Er ist der erfolgreichste Kabarettist Österreichs, Josef Hader hat aber auch eine Vergangenheit in der Friedensbewegung. In den Achtzigern protestierte er gegen die Stationierung von Pershing-Raketen in Deutschland. Und jetzt, in Zeiten des Ukraine-Kriegs? Ein Treffen in Zürich, wo Josef Hader mit seinem Solostück "Hader on Ice" gerade vor vollen Sälen aufgetreten ist als Trump-Figur - an diesem Wochenende kommt er damit auch nach München.
SZ: Sollte der Westen Waffen an die Ukraine liefern, Herr Hader?

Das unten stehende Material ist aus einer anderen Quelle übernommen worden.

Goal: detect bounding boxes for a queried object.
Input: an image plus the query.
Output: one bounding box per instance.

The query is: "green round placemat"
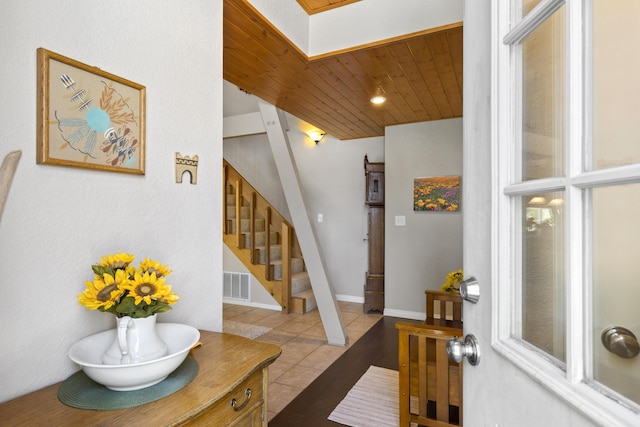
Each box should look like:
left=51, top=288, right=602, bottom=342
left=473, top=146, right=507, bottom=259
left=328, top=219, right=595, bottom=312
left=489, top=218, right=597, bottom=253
left=58, top=356, right=199, bottom=410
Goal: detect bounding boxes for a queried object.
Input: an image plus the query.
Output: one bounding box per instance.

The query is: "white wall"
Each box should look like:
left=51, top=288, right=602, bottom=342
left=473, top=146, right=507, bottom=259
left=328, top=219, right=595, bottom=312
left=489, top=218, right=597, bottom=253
left=308, top=0, right=464, bottom=56
left=0, top=0, right=223, bottom=403
left=384, top=119, right=463, bottom=318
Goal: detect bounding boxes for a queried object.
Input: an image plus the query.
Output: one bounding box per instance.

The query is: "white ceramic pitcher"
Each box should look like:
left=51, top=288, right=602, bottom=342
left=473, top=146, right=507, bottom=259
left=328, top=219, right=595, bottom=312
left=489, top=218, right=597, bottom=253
left=102, top=314, right=168, bottom=365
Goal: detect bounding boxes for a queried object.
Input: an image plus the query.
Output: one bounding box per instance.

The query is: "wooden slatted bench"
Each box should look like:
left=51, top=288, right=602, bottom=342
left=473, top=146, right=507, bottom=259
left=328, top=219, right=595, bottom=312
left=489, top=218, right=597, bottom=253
left=396, top=320, right=463, bottom=426
left=425, top=290, right=463, bottom=322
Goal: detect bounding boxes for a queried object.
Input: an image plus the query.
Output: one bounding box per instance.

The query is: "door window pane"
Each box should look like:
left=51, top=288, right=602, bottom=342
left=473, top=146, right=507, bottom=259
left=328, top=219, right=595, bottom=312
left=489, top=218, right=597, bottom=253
left=522, top=192, right=565, bottom=362
left=520, top=0, right=543, bottom=17
left=592, top=1, right=640, bottom=170
left=592, top=184, right=640, bottom=405
left=522, top=6, right=565, bottom=180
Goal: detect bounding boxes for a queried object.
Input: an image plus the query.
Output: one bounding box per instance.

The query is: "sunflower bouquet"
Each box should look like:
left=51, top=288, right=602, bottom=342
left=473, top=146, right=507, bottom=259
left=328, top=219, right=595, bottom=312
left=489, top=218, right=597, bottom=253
left=78, top=253, right=179, bottom=318
left=439, top=269, right=463, bottom=293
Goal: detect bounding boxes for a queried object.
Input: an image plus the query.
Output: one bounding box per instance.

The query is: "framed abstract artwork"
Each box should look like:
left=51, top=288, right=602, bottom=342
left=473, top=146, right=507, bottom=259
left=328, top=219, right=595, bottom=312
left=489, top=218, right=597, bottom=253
left=36, top=48, right=145, bottom=174
left=413, top=175, right=461, bottom=212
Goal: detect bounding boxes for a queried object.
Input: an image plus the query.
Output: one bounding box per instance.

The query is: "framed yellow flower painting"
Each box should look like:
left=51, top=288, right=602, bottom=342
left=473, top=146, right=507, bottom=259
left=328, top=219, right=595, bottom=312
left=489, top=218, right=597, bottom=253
left=36, top=48, right=145, bottom=174
left=413, top=175, right=461, bottom=212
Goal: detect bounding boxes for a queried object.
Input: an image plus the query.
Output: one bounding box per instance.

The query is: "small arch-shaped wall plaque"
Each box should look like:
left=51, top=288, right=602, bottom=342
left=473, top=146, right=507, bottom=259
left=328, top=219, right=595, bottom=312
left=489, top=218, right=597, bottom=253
left=175, top=153, right=198, bottom=184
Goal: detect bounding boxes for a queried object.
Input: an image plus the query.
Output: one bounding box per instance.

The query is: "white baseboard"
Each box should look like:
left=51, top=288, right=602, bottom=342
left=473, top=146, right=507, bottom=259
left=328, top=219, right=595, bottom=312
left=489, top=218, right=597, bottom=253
left=223, top=298, right=281, bottom=311
left=335, top=294, right=365, bottom=303
left=224, top=295, right=426, bottom=322
left=383, top=308, right=426, bottom=321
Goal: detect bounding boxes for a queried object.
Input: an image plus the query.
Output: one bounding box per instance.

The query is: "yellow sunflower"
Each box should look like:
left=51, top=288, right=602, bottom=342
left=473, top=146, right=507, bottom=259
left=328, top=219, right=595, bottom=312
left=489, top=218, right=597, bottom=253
left=446, top=269, right=463, bottom=282
left=78, top=269, right=128, bottom=310
left=439, top=269, right=463, bottom=293
left=98, top=252, right=135, bottom=270
left=139, top=258, right=172, bottom=278
left=161, top=290, right=180, bottom=305
left=123, top=272, right=178, bottom=306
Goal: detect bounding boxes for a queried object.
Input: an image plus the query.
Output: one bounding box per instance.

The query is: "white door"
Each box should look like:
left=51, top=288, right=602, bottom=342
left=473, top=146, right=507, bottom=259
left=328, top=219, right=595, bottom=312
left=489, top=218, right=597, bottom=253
left=463, top=1, right=640, bottom=426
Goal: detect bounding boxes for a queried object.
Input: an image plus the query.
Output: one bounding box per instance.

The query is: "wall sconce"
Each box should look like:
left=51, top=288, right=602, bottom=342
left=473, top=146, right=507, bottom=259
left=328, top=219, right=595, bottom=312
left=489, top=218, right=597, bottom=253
left=306, top=130, right=326, bottom=144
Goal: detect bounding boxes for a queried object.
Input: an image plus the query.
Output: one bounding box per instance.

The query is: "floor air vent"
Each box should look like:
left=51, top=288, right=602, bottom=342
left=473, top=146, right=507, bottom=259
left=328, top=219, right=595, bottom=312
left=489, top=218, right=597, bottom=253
left=223, top=271, right=250, bottom=301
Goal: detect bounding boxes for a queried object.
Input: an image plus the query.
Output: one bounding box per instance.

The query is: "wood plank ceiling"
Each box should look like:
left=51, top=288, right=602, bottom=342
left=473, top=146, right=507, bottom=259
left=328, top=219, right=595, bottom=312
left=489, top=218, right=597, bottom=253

Josef Hader: Ganz ehrlich, ich bin etwas ratlos. Ich kann nicht mit dem Brustton der Überzeugung sagen, dass man alle Waffen liefern soll, die möglich sind. Umgekehrt wäre es zynisch, von der Ukraine zu verlangen, sich mit den Mitteln der Friedensbewegung der Achtzigerjahre zu verteidigen. Als wir damals auf die Straße gingen, um gegen die Stationierung von Pershing-Raketen in Deutschland zu protestieren, waren alle handelnden Politiker von Moskau bis Washington ältere Herren, die den Zweiten Weltkrieg erlebt hatten. Die wussten alle, wie schlimm Krieg ist, niemand wäre auf die Idee gekommen, einen Krieg vom Zaun zu brechen. Wir sind damals aus einer Luxusposition heraus auf die Straße gegangen.

Heute ist das anders?
Heute haben wir einen Aggressor, der Krieg als politisches Mittel einsetzt, als hätte es keine zwei Weltkriege gegeben. Der Unwahrheiten und Propaganda als politische Mittel verwendet. Und populistische Politiker in Europa, die dasselbe versuchen. Wir leben in einem anderen, neuen Zeitalter.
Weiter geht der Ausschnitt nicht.